Avec Simon Poupard, le monteur son, et Pierre-Jean Labrusse, le mixeur, Léopold Legrand a cherché l’équilibre entre réalisme et onirisme, en s'appuyant d’abord sur les sons réalistes qu’imposaient les décors et les situations. Le réalisateur se souvient :
"Nous avons ensuite travaillé des sons exogènes, parfois osés, qui densifient les séquences et tentent d’emmener le spectateur vers l’émotion souhaitée. J’avais imaginé ce film comme un tunnel qui nous embarque progressivement vers le drame."
"La bande-son participe donc de ce mouvement. Plus l’étau se resserre, plus le dénouement approche, et plus on va vers une forme d’épure. Les dialogues sont de moins en moins nombreux au fil des minutes qui passent et les ambiances chargées du début disparaissent pour laisser place au silence."
Pour la séquence de l’accouchement, Léopold Legrand a essayé de mettre en scène la naissance de cet enfant comme un moment hors du temps, alors que tout ce qui précède est construit autour de l’engrenage. Il précise :
"Tous les enjeux convergent vers cette scène, mais je souhaitais un climax qui se joue en douceur, dans le regard des quatre personnages principaux. C’est finalement plus une séquence de portraits qu’une séquence d’accouchement à proprement parler, même si les plans de l’arrivée du bébé sont issus d’un véritable accouchement : nous les avons tournés en mode documentaire en amont du tournage."
Le récit est mené tambour battant et contient de nombreuses ellipses. Léopold Legrand voulait raconter cette histoire intime de manière haletante : puisque les personnages agissent dans la hâte, le réalisateur a fait en sorte que le film revête ce même caractère d’urgence dans son rythme et sa dramaturgie.

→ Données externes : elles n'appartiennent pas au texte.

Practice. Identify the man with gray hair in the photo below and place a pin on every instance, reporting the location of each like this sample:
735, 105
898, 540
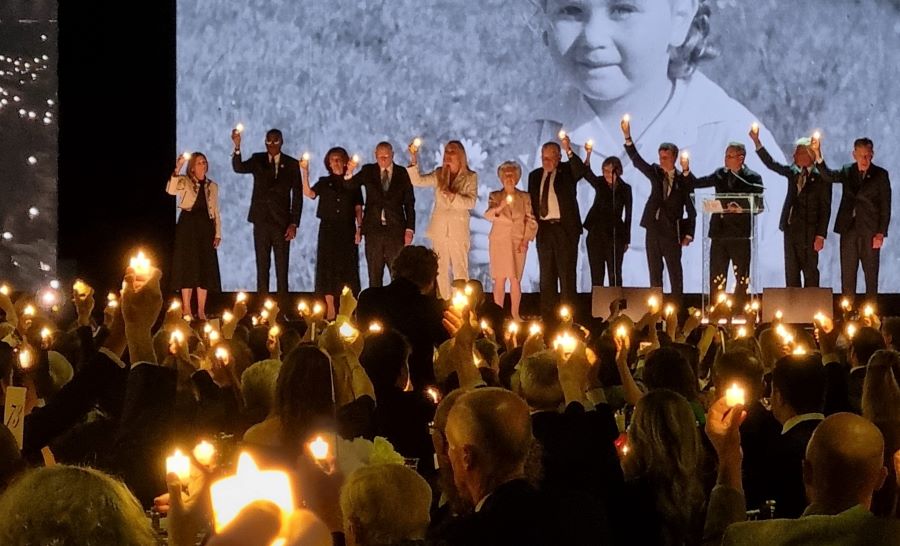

"Avec Catherine Paillé, ma coscénariste, puis avec Catherine Schwartz, ma monteuse, nous avons construit le film comme un « thriller social ». Nous avons imaginé une narration faite d’ellipses et travaillé autour de la question du hors-champ."
"Tout ce qu’on ne dit pas et qu’on ne montre pas ajoute à la tension du récit, permet de rendre le spectateur actif et de le mettre en empathie avec les personnages. C’est là tout l’enjeu de cette histoire."